Y que, precisamente por eso, es importante y necesario tener presente que, de la misma manera que Nuestra Reina y Madre auxilió a los creyentes de todas las épocas, lo mismo hará con los fieles de hoy en día, ya sea guardándolos de algunos acontecimientos, o bien dándoles la fortaleza necesaria para sobrellevarlos.
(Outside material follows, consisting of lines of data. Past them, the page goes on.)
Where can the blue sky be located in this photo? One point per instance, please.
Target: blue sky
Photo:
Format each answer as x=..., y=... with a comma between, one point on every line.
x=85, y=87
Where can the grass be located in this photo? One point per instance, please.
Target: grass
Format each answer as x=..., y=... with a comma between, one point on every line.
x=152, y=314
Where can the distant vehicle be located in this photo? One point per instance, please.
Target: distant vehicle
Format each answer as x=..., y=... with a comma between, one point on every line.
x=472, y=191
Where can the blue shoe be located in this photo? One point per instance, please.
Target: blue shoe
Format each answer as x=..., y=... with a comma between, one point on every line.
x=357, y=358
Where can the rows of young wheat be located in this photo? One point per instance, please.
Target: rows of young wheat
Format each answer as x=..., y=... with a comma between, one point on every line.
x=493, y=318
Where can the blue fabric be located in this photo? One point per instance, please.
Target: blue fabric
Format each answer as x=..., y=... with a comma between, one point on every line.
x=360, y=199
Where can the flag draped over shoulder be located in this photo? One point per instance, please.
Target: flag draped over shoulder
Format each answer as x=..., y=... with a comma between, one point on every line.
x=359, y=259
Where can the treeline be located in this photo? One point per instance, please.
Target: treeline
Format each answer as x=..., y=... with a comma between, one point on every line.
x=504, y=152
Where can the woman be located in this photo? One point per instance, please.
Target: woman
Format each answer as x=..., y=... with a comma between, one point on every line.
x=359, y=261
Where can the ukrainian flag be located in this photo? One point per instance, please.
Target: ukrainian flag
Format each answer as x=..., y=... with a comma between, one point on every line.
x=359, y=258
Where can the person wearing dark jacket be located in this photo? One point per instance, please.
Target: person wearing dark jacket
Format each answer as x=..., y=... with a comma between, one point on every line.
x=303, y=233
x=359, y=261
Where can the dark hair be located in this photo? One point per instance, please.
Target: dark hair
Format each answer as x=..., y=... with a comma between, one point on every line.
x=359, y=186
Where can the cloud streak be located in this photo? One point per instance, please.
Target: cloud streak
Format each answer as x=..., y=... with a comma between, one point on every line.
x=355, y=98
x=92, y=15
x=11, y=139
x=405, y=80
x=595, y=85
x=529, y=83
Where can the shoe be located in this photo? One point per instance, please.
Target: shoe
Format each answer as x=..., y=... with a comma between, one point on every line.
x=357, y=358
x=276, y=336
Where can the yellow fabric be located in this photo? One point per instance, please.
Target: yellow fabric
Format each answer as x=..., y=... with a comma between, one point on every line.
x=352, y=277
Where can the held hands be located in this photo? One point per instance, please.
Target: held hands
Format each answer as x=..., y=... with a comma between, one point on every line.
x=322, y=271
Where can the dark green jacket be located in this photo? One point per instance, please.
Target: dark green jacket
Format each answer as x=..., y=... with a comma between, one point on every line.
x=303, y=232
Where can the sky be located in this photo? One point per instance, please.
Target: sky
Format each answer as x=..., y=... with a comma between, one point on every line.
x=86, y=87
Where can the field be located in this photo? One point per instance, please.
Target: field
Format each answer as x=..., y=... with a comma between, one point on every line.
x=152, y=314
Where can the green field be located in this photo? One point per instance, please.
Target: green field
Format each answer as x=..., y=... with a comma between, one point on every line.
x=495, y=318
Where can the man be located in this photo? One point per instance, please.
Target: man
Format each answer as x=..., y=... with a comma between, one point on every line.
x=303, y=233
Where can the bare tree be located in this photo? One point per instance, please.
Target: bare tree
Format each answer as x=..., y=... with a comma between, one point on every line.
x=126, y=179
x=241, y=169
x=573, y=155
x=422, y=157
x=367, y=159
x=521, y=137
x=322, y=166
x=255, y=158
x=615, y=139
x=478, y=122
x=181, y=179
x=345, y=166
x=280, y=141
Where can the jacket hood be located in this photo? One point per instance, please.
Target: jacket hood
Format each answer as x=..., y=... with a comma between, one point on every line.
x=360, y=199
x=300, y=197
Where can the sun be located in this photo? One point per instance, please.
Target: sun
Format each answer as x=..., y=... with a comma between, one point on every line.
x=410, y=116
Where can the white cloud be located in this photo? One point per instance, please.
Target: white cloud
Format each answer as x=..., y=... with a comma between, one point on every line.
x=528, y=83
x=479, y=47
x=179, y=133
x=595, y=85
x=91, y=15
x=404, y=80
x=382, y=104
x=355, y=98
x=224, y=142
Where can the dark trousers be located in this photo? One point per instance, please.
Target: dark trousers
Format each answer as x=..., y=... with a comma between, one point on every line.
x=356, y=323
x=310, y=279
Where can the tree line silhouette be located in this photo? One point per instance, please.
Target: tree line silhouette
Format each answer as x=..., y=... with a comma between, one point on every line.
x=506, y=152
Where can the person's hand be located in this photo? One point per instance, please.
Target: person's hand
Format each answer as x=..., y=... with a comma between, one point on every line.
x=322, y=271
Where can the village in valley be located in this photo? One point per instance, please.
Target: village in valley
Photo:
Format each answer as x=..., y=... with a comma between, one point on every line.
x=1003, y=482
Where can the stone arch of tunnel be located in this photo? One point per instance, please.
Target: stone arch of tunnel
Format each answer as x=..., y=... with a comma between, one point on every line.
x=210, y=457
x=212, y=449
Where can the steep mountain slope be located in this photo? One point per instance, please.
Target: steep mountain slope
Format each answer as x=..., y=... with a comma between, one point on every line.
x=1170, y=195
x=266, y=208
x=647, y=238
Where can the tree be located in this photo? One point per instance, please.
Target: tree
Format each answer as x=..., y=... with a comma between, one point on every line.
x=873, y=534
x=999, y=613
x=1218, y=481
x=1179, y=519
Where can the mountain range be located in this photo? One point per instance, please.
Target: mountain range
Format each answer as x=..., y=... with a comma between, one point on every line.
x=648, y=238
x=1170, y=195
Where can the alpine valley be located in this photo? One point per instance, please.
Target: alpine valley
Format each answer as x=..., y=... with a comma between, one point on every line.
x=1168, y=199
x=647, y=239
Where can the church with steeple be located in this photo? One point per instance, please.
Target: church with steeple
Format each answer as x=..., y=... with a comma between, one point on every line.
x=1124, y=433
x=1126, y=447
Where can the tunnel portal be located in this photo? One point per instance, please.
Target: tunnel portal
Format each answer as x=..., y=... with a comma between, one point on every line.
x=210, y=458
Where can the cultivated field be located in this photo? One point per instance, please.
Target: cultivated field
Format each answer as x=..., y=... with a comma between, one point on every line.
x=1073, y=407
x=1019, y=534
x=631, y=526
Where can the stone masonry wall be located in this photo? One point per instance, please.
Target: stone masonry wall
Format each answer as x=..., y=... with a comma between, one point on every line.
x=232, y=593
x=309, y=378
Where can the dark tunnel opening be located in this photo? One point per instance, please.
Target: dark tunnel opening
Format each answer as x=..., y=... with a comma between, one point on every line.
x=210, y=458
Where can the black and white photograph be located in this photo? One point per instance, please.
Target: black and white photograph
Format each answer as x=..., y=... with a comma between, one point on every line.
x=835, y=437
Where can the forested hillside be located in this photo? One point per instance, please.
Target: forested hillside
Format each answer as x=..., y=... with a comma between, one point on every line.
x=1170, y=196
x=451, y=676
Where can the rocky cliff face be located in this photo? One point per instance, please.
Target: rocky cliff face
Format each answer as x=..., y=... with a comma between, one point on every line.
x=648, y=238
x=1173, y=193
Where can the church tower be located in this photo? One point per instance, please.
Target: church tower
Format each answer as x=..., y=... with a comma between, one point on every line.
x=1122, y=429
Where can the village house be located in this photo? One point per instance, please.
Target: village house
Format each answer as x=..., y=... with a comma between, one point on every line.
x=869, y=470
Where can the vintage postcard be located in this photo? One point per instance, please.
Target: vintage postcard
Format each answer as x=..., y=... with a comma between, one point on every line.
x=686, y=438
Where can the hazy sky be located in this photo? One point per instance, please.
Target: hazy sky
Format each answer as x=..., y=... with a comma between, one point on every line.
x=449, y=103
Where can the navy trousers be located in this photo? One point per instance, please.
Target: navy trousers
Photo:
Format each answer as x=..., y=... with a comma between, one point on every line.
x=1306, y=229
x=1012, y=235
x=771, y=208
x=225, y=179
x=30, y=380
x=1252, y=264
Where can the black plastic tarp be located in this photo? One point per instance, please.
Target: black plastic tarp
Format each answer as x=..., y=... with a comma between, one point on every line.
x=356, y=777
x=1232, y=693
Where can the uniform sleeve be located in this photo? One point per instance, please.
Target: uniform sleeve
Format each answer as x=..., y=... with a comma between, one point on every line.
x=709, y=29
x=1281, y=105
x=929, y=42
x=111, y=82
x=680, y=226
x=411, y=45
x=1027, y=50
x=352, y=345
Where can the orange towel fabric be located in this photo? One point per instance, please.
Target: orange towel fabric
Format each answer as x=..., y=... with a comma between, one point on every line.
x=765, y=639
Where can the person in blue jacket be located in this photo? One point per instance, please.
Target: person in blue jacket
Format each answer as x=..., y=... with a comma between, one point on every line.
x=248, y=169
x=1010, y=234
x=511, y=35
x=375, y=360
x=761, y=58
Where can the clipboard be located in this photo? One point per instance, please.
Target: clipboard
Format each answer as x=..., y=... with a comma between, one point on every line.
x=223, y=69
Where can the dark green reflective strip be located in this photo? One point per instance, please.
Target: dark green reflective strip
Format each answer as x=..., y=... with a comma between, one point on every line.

Y llamamos bienaventurados a los que participan y profesan esta Fe; bienaventurados los que escudriñan las Sagradas Escrituras (cómo se nos ha mandado, en vez de perder el tiempo luchando contra lo que ya no hay tiempo de combatir), y por eso saben, aunque en el claroscuro de la Fe, que el final es hermoso. Ellos son bendecidos por tener Fe, ya que los mismos eventos serán insoportables para los incrédulos.

La comprensión y la confianza en la misión de Nuestra Señora dispensará mucha luz e infundirá mucha fortaleza para seguir el camino trazado por Dios, al mismo tiempo que dispondrá las almas para recibir los méritos obtenidos por Ella y alcanzar su auxilio y protección.

Bienaventurados los que participan y profesan esta Fe…

¿Cómo es nuestra fe? En nuestras dudas, dificultades, sufrimientos, reveses y fracasos; en nuestras tentaciones y luchas, ¿nos acordamos de la Providencia de Dios para ver sus divinas disposiciones y acatarlas tranquilamente, gustosamente, aunque sea algo que nos desagrade, que nos cueste, que no entendamos ni comprendamos por qué ni para qué sucede así?

Si queremos ser hijos de María, obremos como Ella; desde la mañana a la noche, hagámoslo todo con Ella, por Ella, en Ella y para Ella, para que así María Santísima purifique nuestra intención y todos nuestros actos, dirigiéndolos todos siempre a la mayor gloria de Dios.